Posted: Fri Jun 16, 2006 12:48 pm
by Xamindar
Immortal Lobster wrote:Windows will run, reading and writing all the time to a USB drive, with the HDDs powered down. if what the blog said were true, then the above wouldnt happen as it would need to have have the HDDs running in order to cache those files, but on 3 PCs Ive used vista on as of yet, the HDDs are powered down, fully, no spinning, no vibrations, theyre just off. the memory, and or USB drives are used for cache, and access. Im basing it off of actual expierience, not some blog.
You're kidding right? Using USB drives as swap? I must have missed something. Not only will that kill your flash drive faster but flash and USB are far too slow to allow that.

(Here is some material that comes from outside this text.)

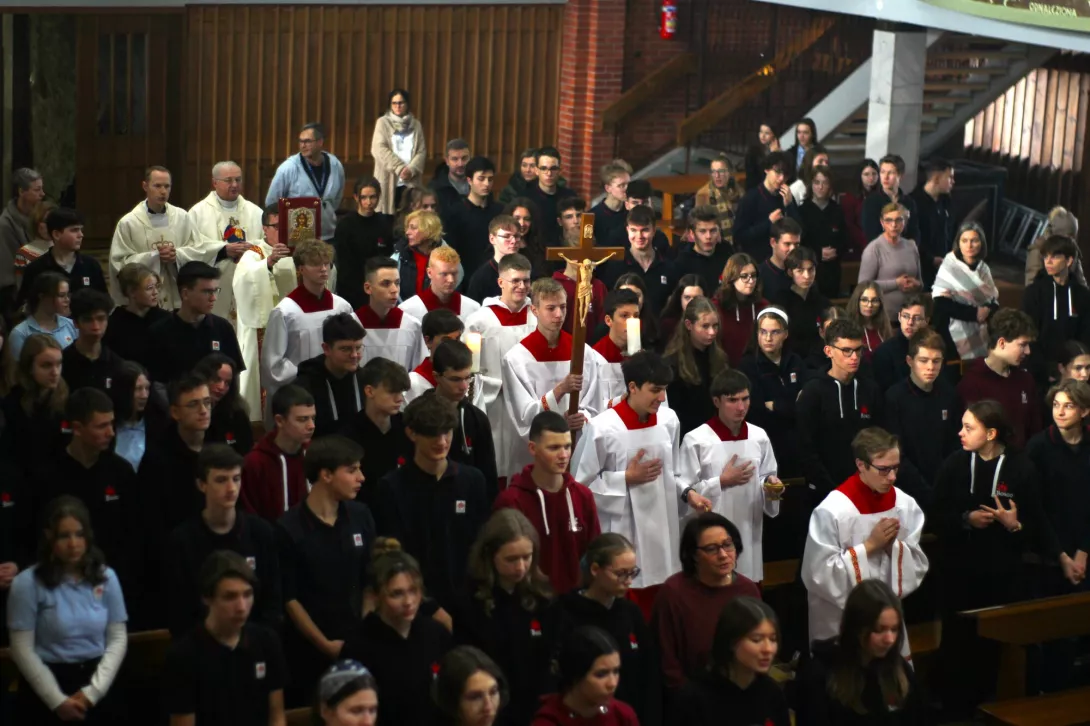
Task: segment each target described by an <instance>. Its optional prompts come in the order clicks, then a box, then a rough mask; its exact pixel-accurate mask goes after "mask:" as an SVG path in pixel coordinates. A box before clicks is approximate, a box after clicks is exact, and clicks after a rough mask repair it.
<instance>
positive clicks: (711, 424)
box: [707, 416, 749, 441]
mask: <svg viewBox="0 0 1090 726" xmlns="http://www.w3.org/2000/svg"><path fill="white" fill-rule="evenodd" d="M707 426H709V428H711V429H712V431H714V432H715V434H716V435H717V436H718V437H719V440H720V441H744V440H746V439H748V438H749V424H747V423H746V422H744V421H743V422H742V427H741V428H739V429H738V435H737V436H735V435H734V434H731V433H730V428H728V427H727V424H725V423H723V422H722V421H719V416H712V418H711V419H709V420H707Z"/></svg>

Posted: Fri Jun 16, 2006 1:51 pm
by Immortal Lobster
I mean flash drives, and my roomates PC is definetly treating it as swap/temporary cache. it does add a boost to his overall performance as well. Im gonna buy a 20 dollar cheap stick in a few, plug it in and play with it. and a HDD will die long before a flash drive will die, those limited read/write cyce claims are pretty much bogus.

[edit]Plugged in a new flash drive, heres what it does. It does se it for cache, superfetch cache, and temp folder baclups. it is indeed in constant access, little blinking light might require some tape soon.